It's funny, but actually, studying historic costume has made me appreciate what ELSE theatrical and movie costumers are doing more than I did before I knew where to hunt down period-correct sartorial information. When I'm dressing for re-enacting, I strive for ever more accurate accouterment, because the story we are telling as re- enactors is either This Is What It Was Like or sometimes This Is How It Differs From Now. Strict authenticity is the point in that effort. And I have to say that often what is most authentic is not to my own personal, modern taste, so I have to tell my personal, modern taste to shut up.

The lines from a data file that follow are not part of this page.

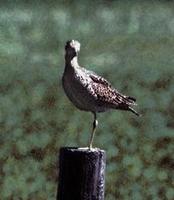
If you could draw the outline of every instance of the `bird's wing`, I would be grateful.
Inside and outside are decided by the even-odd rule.
[[[111,87],[111,83],[109,83],[109,82],[108,82],[106,79],[104,79],[103,77],[98,76],[97,74],[94,74],[94,73],[91,73],[89,76],[90,76],[90,78],[91,78],[95,83],[98,83],[98,84],[102,84],[102,85]]]
[[[85,73],[92,79],[92,88],[99,103],[109,103],[115,106],[118,105],[118,107],[136,105],[136,99],[134,97],[125,96],[119,93],[112,87],[110,82],[102,76],[97,75],[95,72],[86,70],[85,68],[83,68],[83,70],[85,70]]]
[[[88,76],[92,79],[92,81],[94,81],[95,83],[100,83],[106,86],[110,86],[111,87],[111,83],[109,83],[109,81],[107,81],[106,79],[104,79],[102,76],[97,75],[95,72],[87,70],[85,68],[81,68],[81,70],[83,72],[85,72],[85,74],[88,74]]]

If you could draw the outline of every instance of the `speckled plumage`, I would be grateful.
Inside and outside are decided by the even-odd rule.
[[[79,66],[76,52],[76,45],[79,43],[74,42],[74,48],[70,48],[74,49],[75,53],[72,58],[71,55],[70,59],[65,58],[62,79],[64,90],[72,103],[81,110],[91,112],[104,112],[111,108],[132,111],[130,106],[136,105],[135,98],[122,95],[106,79]]]
[[[63,88],[71,102],[80,110],[94,114],[93,135],[97,126],[96,113],[109,109],[128,110],[139,115],[131,106],[136,99],[119,93],[103,77],[89,71],[78,64],[80,43],[68,41],[65,46],[65,70],[62,77]]]

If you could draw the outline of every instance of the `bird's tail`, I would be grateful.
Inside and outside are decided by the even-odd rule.
[[[138,117],[141,116],[141,114],[139,114],[136,110],[134,110],[132,107],[129,107],[129,110],[134,113],[135,115],[137,115]]]

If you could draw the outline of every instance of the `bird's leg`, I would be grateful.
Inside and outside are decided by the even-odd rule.
[[[93,114],[94,114],[94,121],[93,121],[91,138],[90,138],[90,142],[89,142],[89,149],[92,149],[92,143],[93,143],[93,140],[94,140],[95,131],[96,131],[96,128],[98,126],[97,115],[96,115],[95,112]]]

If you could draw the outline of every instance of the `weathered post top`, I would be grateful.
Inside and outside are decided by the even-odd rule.
[[[57,200],[104,200],[105,151],[63,147]]]

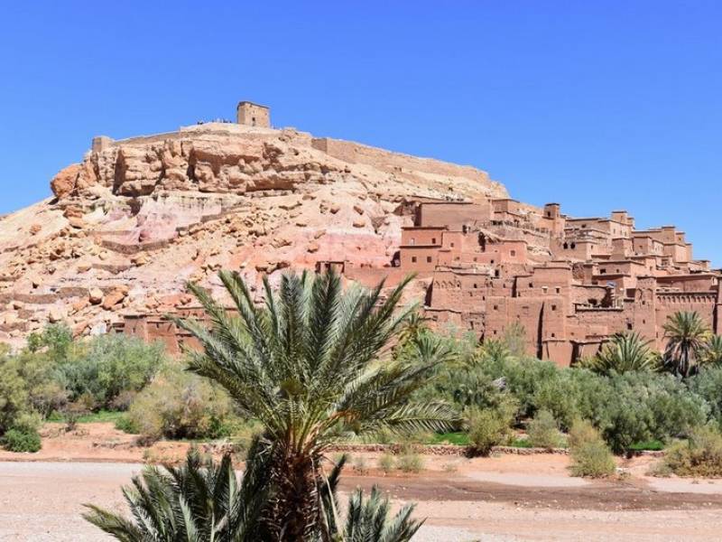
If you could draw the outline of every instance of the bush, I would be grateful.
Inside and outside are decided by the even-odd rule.
[[[529,442],[537,448],[558,448],[561,445],[557,421],[549,410],[540,410],[527,428]]]
[[[599,478],[615,472],[615,458],[589,422],[574,423],[569,431],[569,448],[572,476]]]
[[[703,368],[687,379],[687,386],[707,402],[712,419],[722,429],[722,367]]]
[[[486,454],[493,446],[509,442],[513,435],[518,403],[506,397],[497,407],[472,410],[468,416],[468,438],[471,445],[480,453]]]
[[[354,457],[353,463],[353,469],[354,472],[358,474],[359,476],[366,476],[368,474],[368,467],[366,466],[366,460],[364,459],[363,455],[356,455]]]
[[[165,363],[162,344],[113,333],[94,337],[59,368],[71,400],[92,397],[94,408],[123,408]],[[129,395],[131,397],[129,397]]]
[[[696,428],[667,449],[662,466],[678,476],[722,476],[722,435],[711,426]]]
[[[625,373],[611,384],[613,394],[596,407],[596,417],[616,453],[641,441],[685,436],[708,419],[706,401],[671,375]]]
[[[167,438],[218,438],[230,435],[227,394],[206,378],[170,363],[141,391],[128,410],[129,425],[143,442]]]
[[[37,430],[9,429],[3,435],[3,445],[10,452],[37,452],[41,449],[41,439]]]
[[[395,468],[395,465],[396,462],[391,453],[382,453],[378,458],[378,468],[379,470],[384,471],[384,472],[386,474],[391,472]]]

But the story in a play or movie is usually one that reflects a moral issue that resonates with the modern audience. And what theatrical costumers do, sometimes breathtakingly, is to evoke the historic period while also using visual clothing symbolism that will enhance the characterizations in modern eyes. Thus, as someone on this list pointed out a while ago, the hair and makeup of the romantic leads will usually be the least authentic, for they must telegraph beauty and desirability and probably moral good as well to the modern audience. (Though I've recently been impressed by the costuming for the Showtime series "Dexter" -- how do you dress a sociopathic serial killer who is attempting to live by a moral code in order to pass for normal?) Even when using modern-day wardrobe for modern characters, the way they select color and cut paints a character portrait with amazing nuance. With historical stuff, they have to work with the double vision of what the characters might have worn in period and what will look, to modern viewers, like what the characters might have worn. Because most viewers are not going to tell their personal, modern taste to shut up.

But then they get us, complaining because the costumes go beyond This Is What It Was Like and try to help tell the story!

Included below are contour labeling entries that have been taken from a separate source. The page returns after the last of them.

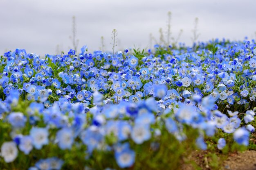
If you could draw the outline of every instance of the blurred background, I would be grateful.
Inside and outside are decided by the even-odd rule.
[[[67,53],[73,41],[79,51],[85,45],[101,49],[103,42],[111,51],[113,29],[115,49],[148,48],[159,41],[160,28],[168,32],[168,11],[173,41],[191,45],[195,26],[196,41],[255,39],[256,7],[254,0],[0,0],[0,55],[17,48]]]

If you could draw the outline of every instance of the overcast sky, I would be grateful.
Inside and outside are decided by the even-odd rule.
[[[118,46],[149,46],[149,34],[159,39],[172,12],[172,35],[183,30],[180,41],[191,44],[195,17],[199,40],[225,37],[255,38],[255,0],[0,0],[0,55],[25,48],[27,52],[54,54],[56,47],[66,53],[72,47],[72,17],[76,17],[79,49],[101,46],[111,50],[111,31],[118,32]]]

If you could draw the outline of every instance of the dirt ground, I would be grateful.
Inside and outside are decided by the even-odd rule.
[[[252,134],[250,140],[256,144],[256,133]],[[222,162],[220,158],[217,158],[218,165],[215,168],[211,166],[211,160],[207,159],[207,151],[200,150],[193,153],[188,158],[193,160],[197,168],[203,170],[256,170],[256,150],[247,150],[243,152],[232,153],[227,156],[225,160]],[[182,170],[193,170],[195,166],[192,165],[184,165],[181,167]],[[217,168],[219,167],[219,168]],[[222,167],[220,168],[219,167]]]
[[[256,151],[246,150],[231,155],[224,162],[222,169],[256,170]]]

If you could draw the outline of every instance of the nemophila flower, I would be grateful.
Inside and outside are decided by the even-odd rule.
[[[233,133],[236,130],[235,125],[235,124],[229,122],[223,127],[222,129],[224,132],[227,133]]]
[[[135,143],[141,144],[151,137],[149,126],[146,124],[135,124],[132,128],[131,137]]]
[[[164,85],[153,85],[154,92],[153,96],[159,98],[162,98],[166,94],[167,88]]]
[[[251,133],[253,133],[255,131],[255,128],[252,124],[246,125],[246,129]]]
[[[188,90],[184,90],[182,92],[182,96],[185,98],[187,98],[191,96],[191,93]]]
[[[30,130],[30,136],[32,139],[33,144],[37,149],[41,149],[43,146],[48,144],[48,130],[43,128],[33,127]]]
[[[47,159],[49,162],[51,168],[53,170],[59,170],[61,169],[64,163],[62,159],[56,157],[52,157]]]
[[[209,92],[212,90],[213,85],[211,83],[207,82],[205,85],[205,89],[207,92]]]
[[[31,94],[34,94],[36,92],[36,86],[34,85],[29,86],[27,89],[27,92]]]
[[[246,90],[243,90],[240,93],[242,97],[247,97],[249,94],[249,92]]]
[[[139,72],[142,75],[147,75],[149,74],[149,71],[148,68],[141,68],[139,70]]]
[[[117,163],[121,168],[130,167],[135,161],[135,152],[130,149],[124,149],[115,153]]]
[[[118,87],[121,87],[121,82],[119,81],[114,81],[111,85],[111,88],[116,90]]]
[[[95,105],[99,105],[102,104],[102,101],[104,99],[104,96],[99,92],[95,92],[93,94],[93,102]]]
[[[131,67],[135,67],[138,64],[138,59],[135,56],[132,56],[128,59],[129,65]]]
[[[168,118],[165,120],[165,126],[170,133],[174,133],[178,130],[176,123],[171,118]]]
[[[173,100],[175,100],[177,98],[180,96],[178,92],[175,89],[172,89],[167,91],[165,97],[170,98]]]
[[[228,80],[227,82],[227,86],[229,87],[234,87],[235,85],[235,82],[232,80]]]
[[[256,68],[256,60],[251,59],[249,62],[250,68]]]
[[[177,81],[175,83],[175,84],[178,87],[181,87],[183,85],[182,82],[180,80]]]
[[[238,129],[233,134],[233,138],[235,141],[240,145],[248,146],[249,133],[244,127]]]
[[[1,146],[1,156],[7,163],[13,161],[18,153],[16,143],[14,142],[6,142]]]
[[[130,96],[129,97],[129,100],[134,103],[137,103],[140,101],[141,99],[137,95],[134,95]]]
[[[220,138],[218,140],[218,143],[217,144],[217,147],[218,149],[220,150],[222,150],[224,147],[226,146],[226,140],[223,138]]]
[[[40,81],[43,76],[41,73],[36,73],[35,75],[35,77],[38,81]]]
[[[73,131],[68,128],[63,128],[57,133],[56,139],[58,145],[61,149],[70,149],[74,142]]]
[[[32,140],[32,138],[29,136],[23,136],[20,139],[19,148],[25,155],[29,154],[33,149]]]
[[[222,92],[220,94],[220,99],[222,100],[225,100],[227,97],[227,95],[225,92]]]
[[[9,78],[7,77],[3,76],[0,79],[0,85],[3,87],[6,87],[9,83]]]
[[[228,110],[227,113],[230,116],[234,116],[237,115],[239,112],[238,111],[232,112],[232,111]]]
[[[193,82],[197,85],[200,85],[204,82],[204,79],[202,76],[198,75],[194,79]]]
[[[27,118],[21,112],[12,112],[8,116],[8,120],[13,127],[21,128],[25,126]]]
[[[25,68],[25,69],[24,69],[24,72],[29,77],[31,77],[34,73],[33,70],[29,68]]]
[[[175,113],[177,120],[182,123],[190,124],[191,123],[195,116],[199,115],[193,106],[181,104],[177,111]]]
[[[192,82],[192,80],[188,77],[185,77],[181,80],[182,86],[189,87]]]
[[[124,95],[124,90],[122,87],[117,87],[115,90],[115,94],[118,96],[121,96]]]
[[[216,123],[216,127],[222,128],[226,126],[228,123],[227,118],[227,116],[226,115],[221,114],[220,115],[216,115],[214,119]]]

Anyway as for the Butterick pattern, I think the answer to "what era is it?" might be, "whatever year you want it to be." The jackets look kind of 1940s/50s boudoir to me.

Lauren
Lauren M. Walker
[EMAIL PROTECTED]



On May 3, 2007, at 3:51 PM, Ruth Anne Baumgartner wrote:


But the biggest issue, to my mind, is what the costume communicates to the audience, because that's the ultimate question for any aspect of a theatrical production.